Арбитражный десант
Шрифт:
– Дурочка ты дурочка! Навязалась-таки. Ладно, опирайся и показывай, где твоя машина. Он резко подсел, подхватил ее под колени правой рукой и поднял на плечо, будто ребенка на демонстрации. Вскрикнул от боли, свободной рукой ухватился за бок. - Что? До сих пор ребра не срослись? - Знать бы, - процедил Денис. Закусив губу, он пошел по рядам. Подозрительно склонился к притихшей наверху ноше.

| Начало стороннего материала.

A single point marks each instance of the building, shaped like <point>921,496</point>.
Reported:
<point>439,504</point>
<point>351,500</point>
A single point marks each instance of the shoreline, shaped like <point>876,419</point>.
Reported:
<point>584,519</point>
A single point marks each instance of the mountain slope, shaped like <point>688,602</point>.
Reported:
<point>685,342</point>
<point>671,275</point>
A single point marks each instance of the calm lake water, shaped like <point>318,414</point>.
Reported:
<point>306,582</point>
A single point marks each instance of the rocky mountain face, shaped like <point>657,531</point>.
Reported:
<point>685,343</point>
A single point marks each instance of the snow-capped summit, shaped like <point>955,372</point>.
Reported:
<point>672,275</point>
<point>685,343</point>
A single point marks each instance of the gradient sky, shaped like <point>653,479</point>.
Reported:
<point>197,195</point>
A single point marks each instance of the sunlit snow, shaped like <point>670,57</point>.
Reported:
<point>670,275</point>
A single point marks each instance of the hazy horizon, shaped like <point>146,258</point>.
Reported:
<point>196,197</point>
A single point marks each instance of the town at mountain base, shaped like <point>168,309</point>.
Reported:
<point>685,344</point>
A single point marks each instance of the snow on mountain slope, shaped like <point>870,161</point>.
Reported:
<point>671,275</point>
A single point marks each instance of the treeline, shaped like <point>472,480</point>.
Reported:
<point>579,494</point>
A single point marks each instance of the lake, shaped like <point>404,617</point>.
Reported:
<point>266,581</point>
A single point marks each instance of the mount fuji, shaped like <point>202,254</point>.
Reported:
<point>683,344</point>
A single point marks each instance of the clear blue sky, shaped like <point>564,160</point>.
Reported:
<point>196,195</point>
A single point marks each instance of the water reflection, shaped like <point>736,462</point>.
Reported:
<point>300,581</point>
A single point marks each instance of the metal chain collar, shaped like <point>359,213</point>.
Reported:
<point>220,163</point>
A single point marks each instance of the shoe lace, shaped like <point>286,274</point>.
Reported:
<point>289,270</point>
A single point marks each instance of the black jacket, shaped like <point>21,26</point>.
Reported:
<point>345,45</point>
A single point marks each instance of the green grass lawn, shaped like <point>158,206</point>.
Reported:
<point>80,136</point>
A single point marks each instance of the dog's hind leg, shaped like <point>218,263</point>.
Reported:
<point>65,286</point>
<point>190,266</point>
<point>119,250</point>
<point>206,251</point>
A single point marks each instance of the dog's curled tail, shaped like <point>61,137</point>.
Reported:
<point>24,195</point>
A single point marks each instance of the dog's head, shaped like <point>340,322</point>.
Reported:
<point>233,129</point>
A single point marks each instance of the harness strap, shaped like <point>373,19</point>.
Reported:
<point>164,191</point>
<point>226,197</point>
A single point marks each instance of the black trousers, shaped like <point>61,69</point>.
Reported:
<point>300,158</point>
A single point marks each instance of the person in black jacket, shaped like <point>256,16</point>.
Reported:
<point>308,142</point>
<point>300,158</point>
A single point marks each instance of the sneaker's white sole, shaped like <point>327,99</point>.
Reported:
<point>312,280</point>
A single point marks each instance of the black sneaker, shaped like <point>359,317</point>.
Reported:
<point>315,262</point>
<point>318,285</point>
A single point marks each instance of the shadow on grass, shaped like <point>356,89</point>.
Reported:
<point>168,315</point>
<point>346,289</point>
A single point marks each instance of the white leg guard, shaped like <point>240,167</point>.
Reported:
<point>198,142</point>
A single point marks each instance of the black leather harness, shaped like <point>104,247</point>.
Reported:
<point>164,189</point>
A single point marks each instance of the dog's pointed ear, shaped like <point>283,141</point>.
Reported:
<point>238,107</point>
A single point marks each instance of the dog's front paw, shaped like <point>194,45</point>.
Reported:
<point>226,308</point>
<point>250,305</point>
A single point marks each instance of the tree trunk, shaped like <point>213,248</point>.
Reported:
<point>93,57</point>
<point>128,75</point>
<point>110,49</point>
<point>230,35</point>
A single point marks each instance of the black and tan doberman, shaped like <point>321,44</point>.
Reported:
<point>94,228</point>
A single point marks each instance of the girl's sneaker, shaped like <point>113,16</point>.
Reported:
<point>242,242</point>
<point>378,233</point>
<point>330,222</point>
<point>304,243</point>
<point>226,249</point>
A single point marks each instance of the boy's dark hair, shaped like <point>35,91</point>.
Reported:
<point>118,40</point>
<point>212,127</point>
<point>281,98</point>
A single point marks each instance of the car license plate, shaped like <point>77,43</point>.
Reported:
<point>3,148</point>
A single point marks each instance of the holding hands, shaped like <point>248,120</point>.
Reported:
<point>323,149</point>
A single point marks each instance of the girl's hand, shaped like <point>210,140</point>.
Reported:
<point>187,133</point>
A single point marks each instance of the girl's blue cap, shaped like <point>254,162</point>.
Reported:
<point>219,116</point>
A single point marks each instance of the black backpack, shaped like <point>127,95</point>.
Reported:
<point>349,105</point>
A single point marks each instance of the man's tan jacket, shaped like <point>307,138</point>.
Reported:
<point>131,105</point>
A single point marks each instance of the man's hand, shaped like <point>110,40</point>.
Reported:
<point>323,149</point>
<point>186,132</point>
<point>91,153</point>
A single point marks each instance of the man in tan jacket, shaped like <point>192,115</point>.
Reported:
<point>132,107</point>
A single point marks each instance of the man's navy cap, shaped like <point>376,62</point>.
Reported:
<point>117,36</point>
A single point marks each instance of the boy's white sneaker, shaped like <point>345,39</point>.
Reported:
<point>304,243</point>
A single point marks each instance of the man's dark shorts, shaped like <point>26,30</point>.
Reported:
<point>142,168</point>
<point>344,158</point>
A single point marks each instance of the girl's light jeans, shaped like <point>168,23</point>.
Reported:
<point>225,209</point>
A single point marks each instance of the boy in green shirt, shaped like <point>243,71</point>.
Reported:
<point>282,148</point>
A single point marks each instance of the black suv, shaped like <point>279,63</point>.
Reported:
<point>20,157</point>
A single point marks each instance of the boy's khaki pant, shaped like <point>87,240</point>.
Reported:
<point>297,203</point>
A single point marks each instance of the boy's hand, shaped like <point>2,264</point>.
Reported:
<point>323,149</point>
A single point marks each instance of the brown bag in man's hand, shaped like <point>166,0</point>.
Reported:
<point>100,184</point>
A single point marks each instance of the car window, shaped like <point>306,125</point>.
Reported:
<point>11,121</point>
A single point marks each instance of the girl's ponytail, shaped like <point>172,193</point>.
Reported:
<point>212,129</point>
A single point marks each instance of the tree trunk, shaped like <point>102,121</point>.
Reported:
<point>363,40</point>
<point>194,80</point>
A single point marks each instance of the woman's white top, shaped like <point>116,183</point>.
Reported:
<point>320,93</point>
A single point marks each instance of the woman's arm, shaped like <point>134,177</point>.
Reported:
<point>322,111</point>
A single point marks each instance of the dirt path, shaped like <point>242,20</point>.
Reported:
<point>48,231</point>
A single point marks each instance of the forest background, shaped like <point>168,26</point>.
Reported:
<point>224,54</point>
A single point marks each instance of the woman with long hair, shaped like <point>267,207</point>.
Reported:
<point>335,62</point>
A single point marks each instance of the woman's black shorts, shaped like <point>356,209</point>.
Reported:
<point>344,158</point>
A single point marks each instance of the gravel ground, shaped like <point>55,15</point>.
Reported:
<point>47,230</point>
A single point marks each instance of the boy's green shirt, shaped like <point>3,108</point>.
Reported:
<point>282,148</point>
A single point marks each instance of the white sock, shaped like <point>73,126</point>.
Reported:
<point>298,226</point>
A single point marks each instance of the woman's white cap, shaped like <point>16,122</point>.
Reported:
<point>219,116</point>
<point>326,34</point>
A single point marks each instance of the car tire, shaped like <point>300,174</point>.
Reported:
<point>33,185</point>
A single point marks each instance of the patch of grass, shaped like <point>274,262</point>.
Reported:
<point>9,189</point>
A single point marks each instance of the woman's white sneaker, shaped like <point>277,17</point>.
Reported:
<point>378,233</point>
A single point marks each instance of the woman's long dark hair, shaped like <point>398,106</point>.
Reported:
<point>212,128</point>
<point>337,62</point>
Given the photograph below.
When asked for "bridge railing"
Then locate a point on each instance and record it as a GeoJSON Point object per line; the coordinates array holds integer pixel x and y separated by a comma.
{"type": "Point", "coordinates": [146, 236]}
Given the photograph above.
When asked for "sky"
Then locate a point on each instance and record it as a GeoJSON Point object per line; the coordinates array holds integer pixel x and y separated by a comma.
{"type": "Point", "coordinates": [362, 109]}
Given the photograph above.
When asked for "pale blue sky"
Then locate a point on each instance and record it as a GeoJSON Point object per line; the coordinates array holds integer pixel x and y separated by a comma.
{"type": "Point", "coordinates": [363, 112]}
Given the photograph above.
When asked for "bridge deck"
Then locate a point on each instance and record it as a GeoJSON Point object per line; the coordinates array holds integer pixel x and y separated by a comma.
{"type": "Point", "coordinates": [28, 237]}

– Чего замолчала? - А что говорить? Опять битый небитого везет.
Уже в полутьме "Тайота" проехала в приоткрытые металлические ворота с проржавелой табличкой "Садоводческое товарищество "Дружба",
– Где-то здесь на этой улице он обосновался, - уверенности в голосе Дениса, впрочем, не было.
– Был-то всего пару раз. Да и то в горизонтали.
– Как это?
– заинтересовалась Ирина. Но тут Денис, что-то расслышав, тормознул и нажал кнопку стеклоподъемника. В дачной тишине стала явственно слышна доносящаяся угрюмая музыка.
– Здесь, - успокоился он. Прислушался.
– Гендель, нет?
– Скорее Бах.
– Это как раз всё едино. Главное, что не Штраус, - он хлопнул себя по щеке и заново поднял стекло: в салон начала слетаться мошкара.
Скорее угадал, чем увидел обалделое выражение на лице попутчицы и, трогаясь, снизошел до объяснения:
– Запой у него. Пьет под классику. Самая тяжелая фаза - как раз под Баха и под...
– пощелкал пальцами.
– Бетховена?
– Нет - Бетховен для этой фазы мягковат. Под Глюка.
– Ты что, в самом деле можешь отличить Глюка?
– удивилась Ирина.- Вот не подумала бы! - Бог с тобой. Я и Николаева от Крутого не больно отличу, - Денис с сожалением наморщил нос.
– Просто каламбур составился: глюки - под Глюка, - потому и запомнил.
– А под Штрауса, видимо, трезвеет?
– Точно. Под Штрауса, под Шумана у него самый отходняк начинается. Но до этого далеко. Меж ними как раз еще Бетховен. А если затянется дольше, чем на неделю, то и Глинкина "Жизнь за царя" случается. Большой меломан!
Последнюю фразу не произнес - процедил, вспомнив о причине нынешнего визита.
Машина остановилась у калитки, обмотанной посередине цепью с замком. Метрах в пяти вырисовывался дощатый дачный домик.
Замок оказался накинут для видимости. Размотав цепь, поздние визитеры двинулись по дорожке, освещенной жидким светом с веранды. Галька похрустывала в темноте.
Дверь изнутри распахнулась, и в снопе света возник силуэт женщины.
– Кто тут?
– тревожно спросила она.
– Это я! Дэни!
– успокоительно произнес Лобанов, всходя на веранду.
– Господи, Дэничка!
– женщина всхлипнула и прижалась к Денису.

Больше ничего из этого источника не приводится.